WASHINGTON March, 19 2024 — The National Multifamily Housing Council wrote on Wednesday to the Federal Communications Commission, criticizing the agency’s recent proposal to ban landlords from charging tenants in bulk for internet, cable, and satellite services. 

On March 5, FCC Chairwoman Jessica Rosenworcel shared a proposal to ban bulk billing, arguing that the practice limits consumer choice and raises cost-of-living expenses. 

“Everyone deserves to have a choice of broadband provider,” Rosenworcel said. “That is why it is not right when your building or apartment complex chooses that service for you, saddling you with unwanted costs, and preventing you from signing up for the plan and provider you really want. This proposal shuts down these practices. It boosts competition and consumer choice and builds on our ongoing efforts to improve broadband transparency.”

The NMHC, an organization which represents and advocates for landlords, argued that proposals to ban bulk billing would ultimately, “upend the multifamily broadband market, harm residents, and disincentivize investment in broadband services.” The group warns that rural, low-income, and smaller rental properties could be most negatively affected by a ban on bulk billing. 

“Regulation of bulk billing would be contrary to law,” the NMHC added.

“In enacting 47 U.S.C. § 543(d), Congress has endorsed bulk billing arrangements, and it has never granted the Commission authority to regulate broadband rates,” the group wrote

In addition, the group argues bulk billing is, “an extremely valuable tool” for advancing new technologies and increasing broadband access to underserved communities. 

Proponents of bulk billing claim the practice benefits the economically disadvantaged by eliminating the need for credit checks, installation fees, and individual contracts. The practice gives every tenant high quality internet access with less hassle and at an affordable price, bulk billing defenders say. Moreover, the growing popularity of remote work makes the need for dependable internet access more critical. 

Bryan Rader, president of internet service provider Pavlov Media, lamented that a bulk billing ban would create unnecessary obstacles for disadvantaged apartment dwellers. 

Rader told Broadband Breakfast that bulk billing allows tenants to move in with all their service already activated, a convenience for communities that, “historically didn’t have solutions.” 

Vulnerable residents such as low-income and senior citizens would be forced to find their own broadband solutions, pay install fees and sign individual contracts.

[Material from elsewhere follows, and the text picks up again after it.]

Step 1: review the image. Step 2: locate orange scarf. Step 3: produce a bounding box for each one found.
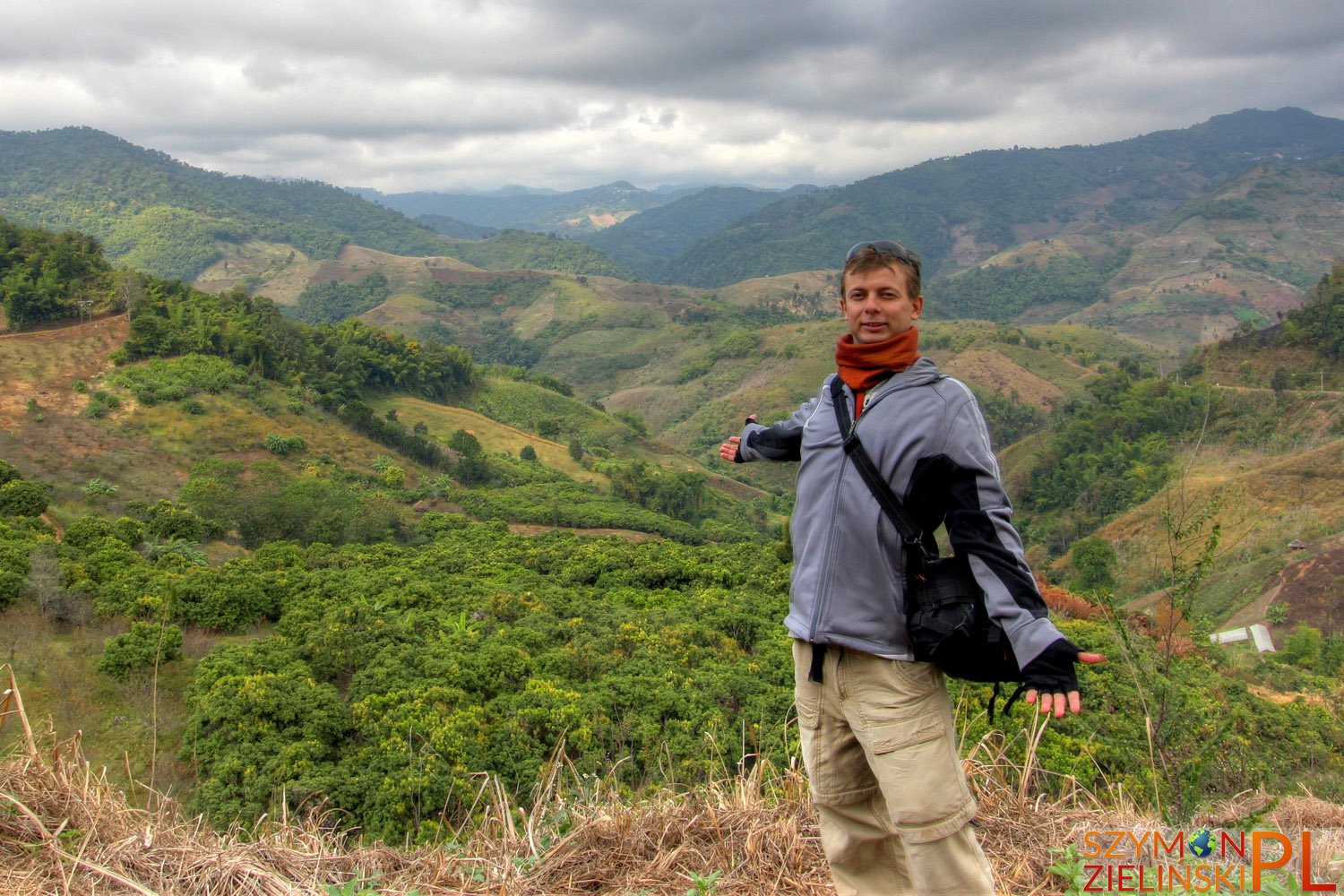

In addition, Rader underscored that bulk billing arrangements provide faster internet access at a lower price point than tenants would otherwise have if they bought the services separately. 

Rader insisted that a bulk billing ban would not provide more broadband options for apartment residents. Instead, Rader argues, a ban would result in large cable and phone companies consolidating power.  

“If bulk is banned, we would go back to a two-party solution with a big cable company and a big phone company,” Raider said, adding that this solution would ironically result in a status quo the FCC was “so eager” to avoid. 

Critics of bulk billing argue the practice restricts consumer options by eliminating their ability to choose a broadband option more aligned with their personal needs. 

For instance, Jenna Leventoff, formerly senior policy counsel at internet advocacy group Public Knowledge, argued in a Broadband Breakfast Live Online in October 2021 thatmore broadband options for tenants may incentivize providers to improve service.

Leventoff also posited that true broadband competition within apartment complexes will lower internet costs for tenants. Opponents of the practice also argue that tenants should not be forced to pay for cable, citing streaming as a cheaper and popular alternative.

The White House highlighted the proposal as part of a broader push to combat “corporate rip-offs” that “limit consumer choice by preventing tenants from choosing the services at the price point and level that are best for their needs, and can impose fees for unnecessary services and deter competition,” it said in a press release earlier this month. 

In January 2022, Rosenworcel proposed legislation to promote broadband competition for renters by banning service providers from entering into revenue sharing agreements with apartment complexes.